Merrimack Students Collaborate with NASA to Build Satellite

Engineering students make themselves experts on the art of burning fishing line to help solve an out-of-this-world dilemma.

Merrimack College interns are part of a multi-institution team designing and building a satellite to measure the X-rays emitted from the Earth’s north and south poles, where auroras most commonly occur.

The internship fell under the the Sakowich Center for Undergraduate Research and Creative Activities Program, funded by the Anthony and Gladys Sakowich Charitable Foundation.

SCURCA provides on-campus summer research opportunities and support for undergraduate students and faculty across all academic disciplines, said Chemistry Department associate professor Jimmy Franco. More than 30 students and 14 faculty members worked together on faculty-mentored research projects.

Electrical engineering students Ezra Thomas ’20 and Spencer Eckert ’20 have been working on the CuPID project, building a CubeSat — a miniature research satellite made up of three modules that are 10-centimeter cubes, roughly the size of a toaster oven.

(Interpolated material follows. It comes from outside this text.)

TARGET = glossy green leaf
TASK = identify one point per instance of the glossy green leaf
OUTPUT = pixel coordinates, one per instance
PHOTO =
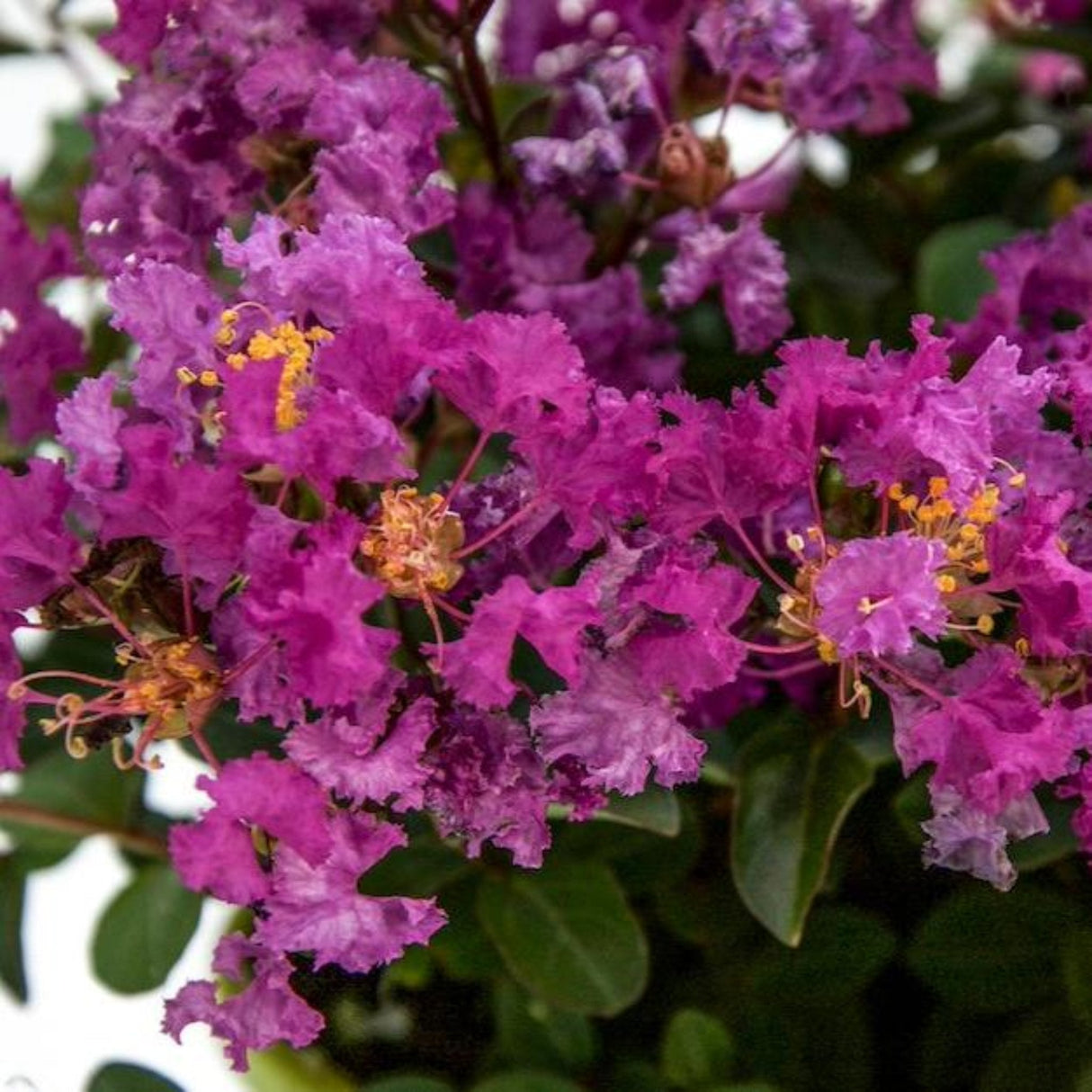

CuPID is the acronym for Cusp Plasma Imaging Detector, and it will be put in orbit where Earth’s magnetic field lines look like a funnel or cusp.

“The part we are working on is the release mechanism for the antenna,” Thomas said.

Thomas, of Auburn, Maine, and Eckert, of Pittsfield, Vermont, were tasked with developing a system to release CuPID’s whip-like antennae which are held down by a fishing line until they are needed. When the line is broken by heating it with an electrical current, the antennae will pop out to open communications between ground control and the satellite. If it doesn’t deploy, the mission will be lost.

Eckert and Thomas spent their summer in Mendel using different strengths of test lines against resisters, voltage and wattage to find the right combination that will melt the nylon without creating byproducts that could interfere with the sensors.

The challenge is to melt the nylon fishing line without creating smoke or releasing particulates that will float in front of the camera lens or other sensors used to navigate the satellite by star positions. The smoke or particulates seen through the lens could be interpreted by the computer as stars and send the satellite off in the wrong direction.

“Tedious, slow, painful work sometimes,” Eckert said.

Because there are no air currents in the vacuum of space, any smoke or particulates created by melting string that block the view of the camera, will remain in front of the star camera, said Provost Allan Weatherwax, a lead investigator on this project, and advisor to Eckert and Thomas.

At the end of a long, hot summer in Mendel they are feeling “pretty damn good” about what they have done, Eckert said.

“It’s just really good for their resumes to be doing electrical engineering research in the summer,” said department Chairman Jack Adams who approached Eckert and Thomas about taking on this undergraduate research project with Weatherwax.

Eckert is in Merrimack’s Honors Program and Thomas is an excellent hands-on student who has shown the initiative to take on a project just to learn more about circuitry, Adams said. Both want to get internships in the electrical engineering industry next summer.

The CuPID project is a collaboration between Boston University, Merrimack College, Drexel University, NASA Goddard Space Flight Center, Adcole Maryland Aerospace, Aerospace Corporation, and the University of Alaska, Fairbanks. The mission is supported by NASA and is scheduled to launch in 2019.